Evas Freund wurde von einem kleinen, sechskantigen Gummiprojektil der Firma Saltech getroffen, das nur die Berner Polizei im Inventar hat. Es ist kleiner und härter als übliches Gummischrot und kommt in Munitionspackungen, bei denen 28 Geschosse gleichzeitig abgefeuert werden. Das «Schweizer Waffen-Magazin» schrieb 2008 dazu: Es dürfte «ganz angriffslustigen Demonstranten schmerzlich in Erinnerung rufen, was man sich so unter einem staatlichen Gewaltmonopol vorzustellen hat».

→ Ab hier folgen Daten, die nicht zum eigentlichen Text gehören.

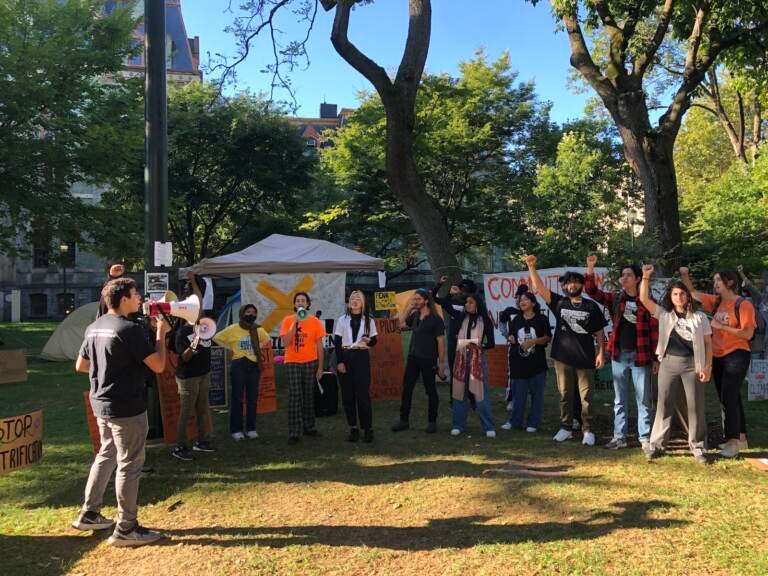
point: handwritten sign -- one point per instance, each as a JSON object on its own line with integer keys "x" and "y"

Die Augenärztin Anna Fierz beschäftigt sich mit Augenverletzungen durch Gummigeschosse. «Die Schweizer Streumunition ist ein Unikum», sagt sie. «Soweit bekannt, wird diese in keinem anderen westeuropäischen Staat eingesetzt.» Bei den neueren Granatwerfern wie dem GL06 reduziert sich durch den kleineren Streukreis zwar das Risiko für Dritte, jedoch steigt das Risiko für Mehrfachverletzungen bei der «Zielperson». Im schlimmsten Fall heisst das: eine beidseitige Augenverletzung. Mehrere unabhängige Quellen berichteten, dass an der Demonstration in Bern mindestens eine Person durch den kleineren Streukreis gleich drei Platzwunden am Kopf erlitt.

Die Aufarbeitung der Grossdemonstration am 11. Oktober hat erst begonnen. Amnesty International wertet derzeit über 200 Zeug:innenberichte aus, die Erkenntnisse werden in den kommenden Wochen publiziert. Derweil dürften auf den Berner Kessel Hunderte Strafverfahren folgen. Das ist ein Ausmass wie zuletzt höchstens 2018 nach «Basel Nazifrei»: Auf den grossen antifaschistischen Protest folgten etliche Hausdurchsuchungen, Vorladungen und rund sechzig Verfahren mit heftigen Strafen – woraufhin sich eine breite Solidaritätsbewegung organisierte.

* Alle Namen der Demoteilnehmenden in diesem Artikel wurden von der Redaktion geändert.